Thursday, April 10, 2008

There's An Amazon In Your Pocket-Big Time!

Okay, sharpen those pencils, pull out the pocket calculator and let’s tot up what the wages will be working as a serf in the kingdom of Amazon. Since it is currently easier to get a hold of nuclear secrets than it is Amazon’s POD contract, we came up with some hypotheses extrapolated from bits and pieces we have found scattered around the web.

Hypothesis No. 1: The contract is not likely tilted to the benefit of POD publishers and authors. Why? Because nobody who signs it is allowed to say anything about it. It has that, “an offer you can’t refuse” Godfather feel; the one you sign so they don’t break your kid’s fingers.

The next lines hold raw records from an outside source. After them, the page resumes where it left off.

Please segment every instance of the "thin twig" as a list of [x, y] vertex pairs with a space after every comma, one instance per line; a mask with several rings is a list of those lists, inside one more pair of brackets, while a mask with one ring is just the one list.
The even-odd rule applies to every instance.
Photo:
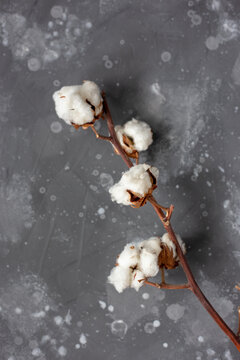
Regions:
[[161, 266], [161, 277], [162, 277], [162, 284], [165, 284], [165, 273], [164, 273], [164, 267]]
[[238, 332], [237, 336], [240, 337], [240, 306], [238, 307]]
[[107, 141], [112, 141], [112, 138], [111, 136], [103, 136], [103, 135], [100, 135], [97, 130], [95, 129], [94, 125], [91, 125], [90, 128], [92, 129], [92, 131], [94, 132], [94, 134], [96, 135], [96, 138], [97, 139], [101, 139], [101, 140], [107, 140]]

A Little More Than a Hypothesis No. 2: One bit of leakage is that you must set the list price of your book at or below what you or any other vendor can sell it for. Translation: you can NEVER sell it or allow it to be sold for less than what Amazon is selling it for. Amazon reserves the absolute right to increase its discount (lower your book price) when and how it chooses, even if it puts you in the place where you might actually OWE them for each book sold. Basically, you will be granting them exclusive right to set the price of your book. (And no, dear, they don’t care about your overhead or author commitments.)

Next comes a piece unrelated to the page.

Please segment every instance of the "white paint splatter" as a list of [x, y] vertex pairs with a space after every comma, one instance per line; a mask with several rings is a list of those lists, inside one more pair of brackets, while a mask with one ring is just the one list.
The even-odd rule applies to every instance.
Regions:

A Little More than a Hypothesis No. 3: Amazon is demanding a minimum of a 48% discount on each book. That will also require that 48% discount be given to every other bookstore you sign up with, virtual or otherwise. (It’s the law.) No more opportunity to use short discounts to make the price of your book competitive in the virtual marketplace.

Hypothesis No. 4: Once publishers and authors are locked into their contracts, Amazon has the power to potentially rig the entire game in their favor because you have NO CHOICE. They can charge whatever they want for set-up fees, per page print fees, even an annual storage fee for keeping your book in their computer. And then there is the opportunity of creating other streams of income by requiring books be edited and designed through their services which means they could force all promotional materials such as postcards, bookmarks, etc. be purchased through their sources. (If they do the cover design, where are you going to get the files to send to another printer?)

Hypothesis No. 5: Nobody’s mentioning returns, that ubiquitous albatross hanging on the publishing world’s neck. What will be the policy on that and how will it affect you? Well, looking at the Member Agreement on Amazon’s CreateSpace site, returns (excepting flawed products) are deducted from the publisher/author sales credit account with no extra fee charge. HOWEVER, returns made for misrepresentation of the content of a title result in a $10 charge in addition to the deduction of the sales credit. Also Amazon, in its sole discretion, determines what happens to returned copies. They can accept a return, deduct the sales credit from your account and then use the book to fill another order without paying you the sales credit. Gosh, they get paid twice for the same unit and you get zilch! Kinda make you wonder what's in the real-deal contract, doesn't it?